The Tzer Island book blog features book reviews written by TChris, the blog's founder.  I hope the blog will help readers discover good books and avoid bad books.  I am a reader, not a book publicist.  This blog does not exist to promote particular books, authors, or publishers.  I therefore do not participate in "virtual book tours" or conduct author interviews.  You will find no contests or giveaways here.

The blog's nonexclusive focus is on literary/mainstream fiction, thriller/crime/spy novels, and science fiction.  While the reviews cover books old and new, in and out of print, the blog does try to direct attention to books that have been recently published.  Reviews of new (or newly reprinted) books generally appear every Monday, Wednesday, and Friday.  Reviews of older books appear on occasional weekends.  Readers are invited and encouraged to comment.  See About Tzer Island for more information about this blog, its categorization of reviews, and its rating system.

Friday
Jun032022

Two Nights in Lisbon by Chris Pavone

Published by Farrar, Straus and Giroux/MCD on May 24, 2022

Before she changed her name, Laurel Turner was raped at a party hosted by her rapist, who was both a well-known businessman and her wealthy husband’s business partner.
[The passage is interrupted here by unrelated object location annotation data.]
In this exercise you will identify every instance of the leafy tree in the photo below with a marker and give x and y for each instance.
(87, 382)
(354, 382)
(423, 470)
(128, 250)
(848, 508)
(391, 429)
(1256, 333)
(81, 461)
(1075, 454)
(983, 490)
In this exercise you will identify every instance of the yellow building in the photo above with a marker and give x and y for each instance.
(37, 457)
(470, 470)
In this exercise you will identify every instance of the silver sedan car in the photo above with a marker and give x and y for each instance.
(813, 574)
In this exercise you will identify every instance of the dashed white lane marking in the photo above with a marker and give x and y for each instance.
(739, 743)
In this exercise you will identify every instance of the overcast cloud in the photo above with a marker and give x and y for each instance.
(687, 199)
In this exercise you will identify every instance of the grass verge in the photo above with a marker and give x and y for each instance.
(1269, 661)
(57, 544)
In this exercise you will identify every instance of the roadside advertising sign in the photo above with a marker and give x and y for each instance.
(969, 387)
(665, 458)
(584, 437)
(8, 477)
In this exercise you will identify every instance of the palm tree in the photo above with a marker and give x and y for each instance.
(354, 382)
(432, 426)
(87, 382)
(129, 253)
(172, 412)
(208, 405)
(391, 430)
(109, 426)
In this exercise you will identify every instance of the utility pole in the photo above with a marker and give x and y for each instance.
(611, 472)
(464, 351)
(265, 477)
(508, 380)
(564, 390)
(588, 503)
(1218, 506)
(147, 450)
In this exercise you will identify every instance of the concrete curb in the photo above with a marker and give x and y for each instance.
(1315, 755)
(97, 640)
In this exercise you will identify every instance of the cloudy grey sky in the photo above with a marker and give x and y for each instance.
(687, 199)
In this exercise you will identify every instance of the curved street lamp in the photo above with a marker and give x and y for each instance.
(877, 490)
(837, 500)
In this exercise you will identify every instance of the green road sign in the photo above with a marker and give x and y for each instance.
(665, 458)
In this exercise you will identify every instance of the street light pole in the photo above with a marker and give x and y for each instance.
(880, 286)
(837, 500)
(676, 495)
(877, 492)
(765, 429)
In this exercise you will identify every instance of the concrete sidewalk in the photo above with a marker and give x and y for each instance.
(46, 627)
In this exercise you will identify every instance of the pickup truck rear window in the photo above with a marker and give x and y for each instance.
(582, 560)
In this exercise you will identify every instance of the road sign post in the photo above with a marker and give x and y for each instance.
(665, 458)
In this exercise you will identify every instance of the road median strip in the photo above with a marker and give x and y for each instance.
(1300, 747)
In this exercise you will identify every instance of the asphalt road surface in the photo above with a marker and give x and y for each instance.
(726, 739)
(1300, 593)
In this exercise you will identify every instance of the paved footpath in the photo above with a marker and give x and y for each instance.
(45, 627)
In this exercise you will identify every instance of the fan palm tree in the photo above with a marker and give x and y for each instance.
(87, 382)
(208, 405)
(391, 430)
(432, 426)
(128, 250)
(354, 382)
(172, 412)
Years later, he became a powerful politician. As we have learned from #MeToo, powerful men have a long history of sexually abusing women without consequence.

After dumping her unsupportive husband, Laurel changed her name to Ariel Pryce and bought a bookstore in a small town where she raised her son. She eventually married John Wright, a younger man who earned a good living doing something related to finance.

The story begins in Lisbon. Wright is there on a business trip and has taken Ariel with him, something he never did before. He goes out for coffee in the morning while Ariel is still sleeping and is kidnapped as he leaves the hotel. When she discovers he is missing, Ariel spends a frantic day talking to the police and the American Embassy, where she attracts the attention of the CIA. Ariel receives a ransom demand for more money than she has, forcing her to seek help from the one person she never wanted to see again — a person who is forced to help because Ariel is positioned to ruin his life if he doesn’t.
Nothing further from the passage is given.